No dia 17 de abril de 1986, em depoimento na 7ª Circunscrição Judiciária Militar, em Recife, o militar disse que “nunca teve a intenção de matar nenhuma das vítimas, pois eu estava sob violenta emoção, depois de ter sido humilhado publicamente pelo major”.

“Quando eu perdi a cabeça, depois de ser desmoralizado pelo major, peguei o fuzil Fal e não sabia que ele estava engatilhado para rajadas. Ao acionar o gatilho, a arma disparou e eu não tive mais como controlá- -la. Tendo atingido sem querer o coronel e os demais militares que estavam nas imediações.

Eu só vim a saber o que realmente aconteceu quatro dias depois, quando estava preso aqui no Recife”, afirmou o autor dos crimes. No dia 5 de dezembro de 1986, o Conselho Permanente de Justiça do Exército, reunido na Auditoria Militar, condenou Leôncio a 30 anos de prisão.

O julgamento, que durou 13h30, começou às 8h30 e foi presidido pelo tenente-coronel José Osmar de Alencar. O juiz auditor foi Carlos Alberto Marques Soares. Na promotoria funcionou o procurador Carlos Alberto Borges.
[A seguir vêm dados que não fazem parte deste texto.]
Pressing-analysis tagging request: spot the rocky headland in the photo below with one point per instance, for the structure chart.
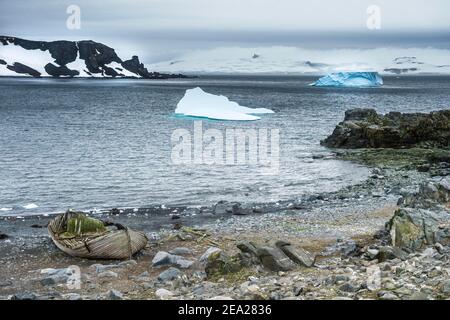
(387, 238)
(70, 59)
Leôncio foi defendido pelo advogado de ofício Josemar Leal Santana.

A condenação a 30 anos de reclusão se deu por ter sido o réu incurso nos artigos 205, § 2º, incisos I e IV; 205, caput; 205, § 2º, incisos I e IV, combinado com o artigo 30, inciso II; 209, § 1º, e 209, caput, este, por desclassificação, todos combinados com o artigo 70, inciso II, alínea “m”, tendo sido a pena fixada na forma dos artigos 58, 79 e 81, tudo do CPM, com aplicação, ainda, da pena acessória de exclusão das Forças Armadas, de acordo com o disposto no artigo 102, do mesmo diploma legal.

Durante os debates, a defesa pleiteou a anulação do processo sob o argumento que seu constituinte não tivera direito à ampla defesa. Foi derrotado por três votos a dois. Defendeu ainda que o crime fosse qualificado como homicídio privilegiado, com base no Código Militar, considerando que Leôncio agiu delituosamente em defesa de relevante valor moral e social.
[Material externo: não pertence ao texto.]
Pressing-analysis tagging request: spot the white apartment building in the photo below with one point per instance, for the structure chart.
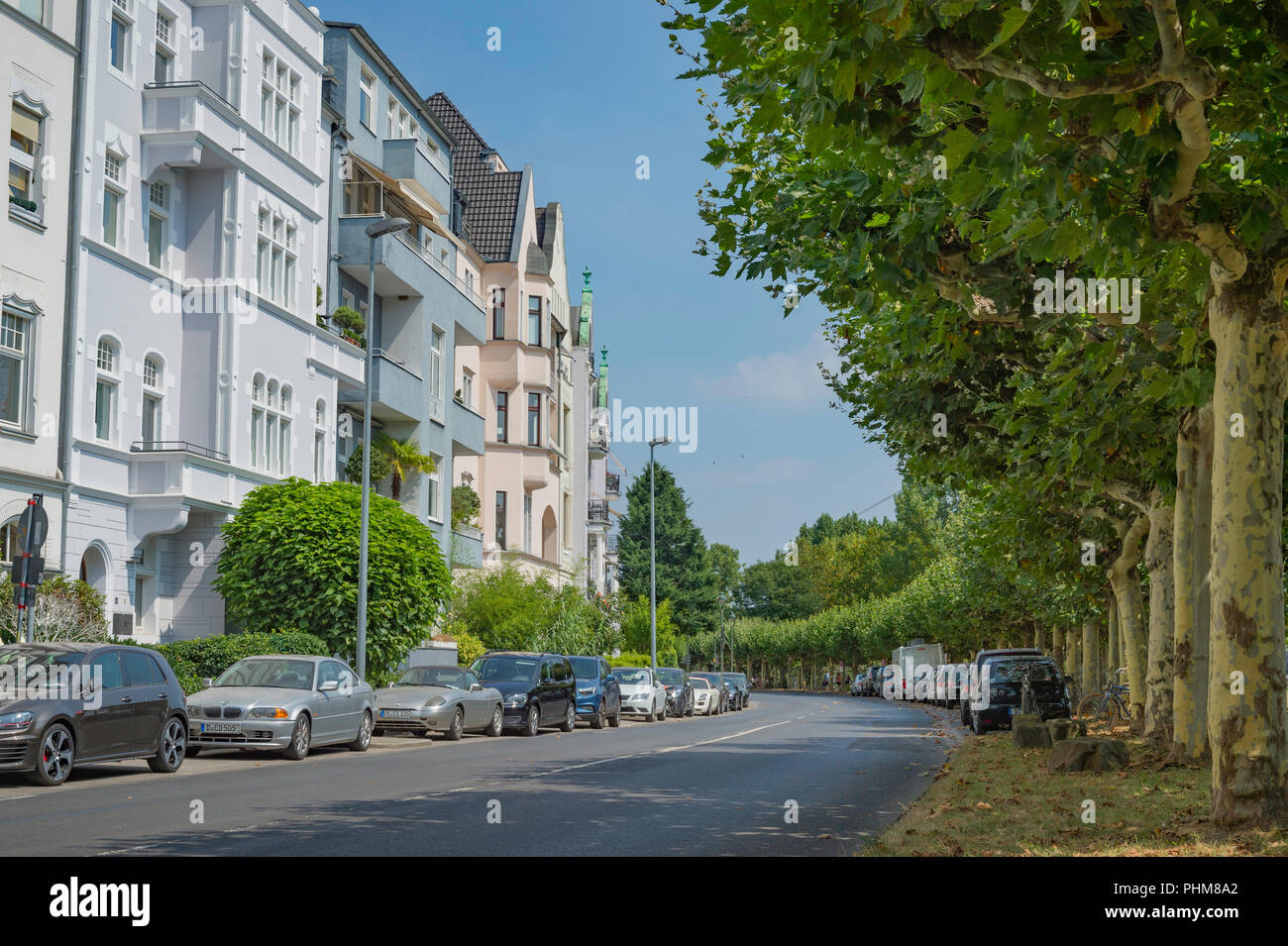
(38, 56)
(197, 367)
Isso permitiria que a pena fosse reduzida para entre seis e doze anos. O pedido não foi aceito pelo Conselho.

O advogado anunciou então que recorreria da sentença ao Superior Tribunal Militar.

Na 39ª sessão, em 14 de junho de 1988, o STM rejeitou, por unanimidade, as preliminares de nulidade suscitadas pela Defesa, entretanto, no mérito, decidiu, por maioria, dar provimento parcial ao apelo da Defesa para, nos termos do artigo 81, § 1º, do Código Penal Militar, reduzir de um quarto a pena unificada, resultando em vinte e cinco anos e três meses de reclusão, confirmando, por unanimidade, a pena acessória de exclusão das Forças Armadas.

Sobre o cumprimento da pena, sabe-se apenas que foi no Presídio São Leonardo, em Maceió. Alguns comentários nas redes sociais especulam, sem comprovação alguma, sobre a possível comutação da sua pena por indulto de Natal em data remota. Se vivo estiver, Leôncio está com 64 anos de idade.